Before either man could respond, Abigail was across the room, kneeling on the floor, picking up a tiny white ball. She held it up in the light. “It’s a pearl.”
Bob was there instantly, and she placed the pearl into his big hands.
“How did the crime scene guys miss this yesterday?” Bob asked.
“We all missed it. We weren’t looking for pearls.”
“The wall,” Owen said.
He didn’t need to explain further. They all recognized it as the same wall that she and Chris had worked on the morning before she was attacked and robbed.
Abigail, still on her knees, leaned into the gutted portion and reached down inside the wall, lowering her arm as far as she could, wiggling her fingers for any more pearls. “That pearl didn’t jump out onto the floor by itself,” she said, touching something soft and dry with her fingers. “Gross. I think I hit mouse pooh.”

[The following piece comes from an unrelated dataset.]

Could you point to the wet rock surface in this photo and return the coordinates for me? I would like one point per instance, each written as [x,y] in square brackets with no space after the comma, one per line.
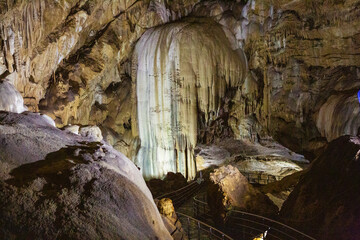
[325,201]
[229,189]
[75,189]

Neither man smiled at her attempt at humor. She dug through a ball of fuzzy gunk of some kind, scraping her already bloodied arm on a two-by-six.
“Let me do that,” Bob said.
“Your arm’s too big. Owen’s, too.”
She scooped up a brown-and-gray heap and dumped it onto the floor.
Another pearl, covered in dust, rolled out.
And, in the middle of the fuzz, Abigail saw her grandmother’s cameo pendant.
She dropped back onto her heels, her arm stinging, her cut leg aching. “My necklace was in the wall all this time. And Mattie—” She took in a breath, calming herself. “That bastard knew.”
Owen lowered a hand to her and helped her to her feet. “That’s what he was after yesterday.”